Individual and relay NCAA champions
- 26

= Salisbury Sea Gulls =

The Salisbury Sea Gulls (formerly the Salisbury State Sea Gulls) are the athletic teams that represent Salisbury University, located in Salisbury, Maryland, in NCAA Division III intercollegiate sports.

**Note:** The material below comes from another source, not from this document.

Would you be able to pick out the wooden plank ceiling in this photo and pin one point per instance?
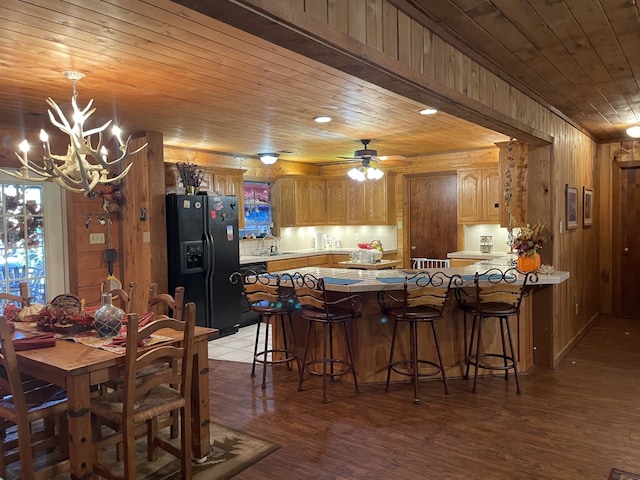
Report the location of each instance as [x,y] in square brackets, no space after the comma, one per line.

The Sea Gulls compete as members of the Coast to Coast Athletic Conference (C2C) for most sports, although several programs compete as affiliates in other leagues: football and men's and women's swimming in the New Jersey Athletic Conference and men's lacrosse in the Coastal Lacrosse Conference.

==History==
===Conference affiliations===
- Capital Athletic Conference (1993–2020)
- Coast to Coast Athletic Conference (2020–present)

===Mascot===
The university mascot is named "Sammy Sea Gull." The Sea Gull name evolved from the Salisbury State College Golden Gulls, which was chosen in a 1948 contest. In 1963, the mascot was changed to a sea gull because the school's athletic teams were often referred to as the SSC Gulls (C-Gulls), and the nickname "Sammy Sea Gull" followed in the 1970s.

==Varsity teams==

| Men's sports | Women’s sports |
|---|---|
| Baseball | Basketball |
| Basketball | Cross country |
| Cross country | Field Hockey |
| Football | Golf |
| Golf | Lacrosse |
| Lacrosse | Soccer |
| Soccer | Softball |
| Swimming | Swimming |
| Tennis | Tennis |
| Track and field | Track and field |
|  | Volleyball |

==National championships==
===Team===

| Sport | Association | Division | Year | Opponent/Runner-up | Score |
| Field hockey (5) | NCAA | Division III | 1986 | Bloomsburg | 3–2 |
| 2003 | Middlebury | 4–1 |
| 2004 | Middlebury | 6–3 |
| 2005 | Middlebury | 1–0 |
| 2009 | Messiah | 1–0 |
| Men's lacrosse (13) | NCAA | Division III | 1994 | Hobart | 15–9 |
| 1995 | Nazareth | 22–13 |
| 1999 | Middlebury | 13–6 |
| 2003 | Middlebury | 14–13 (OT) |
| 2004 | Nazareth | 13–9 |
| 2005 | Middlebury | 11–10 |
| 2007 | Cortland | 15–9 |
| 2008 | Cortland | 19–13 |
| 2011 | Tufts | 19–7 |
| 2012 | Cortland | 14–10 |
| 2016 | Tufts | 14–13 |
| 2017 | RIT | 15–7 |
| 2023 | Tufts | 17–12 |
| Women's lacrosse (4) | NCAA | Division III | 2010 | Hamilton | 7–6 |
| 2013 | Trinity (CT) | 12–5 |
| 2014 | Trinity (CT) | 9–6 |
| 2021 | Tufts | 14–13 |
| Baseball (1) | NCAA | Division III | 2021 | St. Thomas | 6-1; 4-2 |

==Regents Cup and Charles B. Clark Cup==

In addition to regular-season and tournament play, the Sea Gulls compete twice a year against other local universities. In the fall, the football team formerly competed against Frostburg State University for the Regents Cup. Following Frostburg's move to NCAA Division II in 2018 however, the game has not been played since. Across their 46 matchups since 1973, Salisbury compiled a 28-19 record against Frostburg. In the spring, the men's lacrosse team competes against Washington College for the Charles B. Clark Cup; this annual event being known among the two institutions as the "War on the Shore", and the two schools take turns every year hosting the event.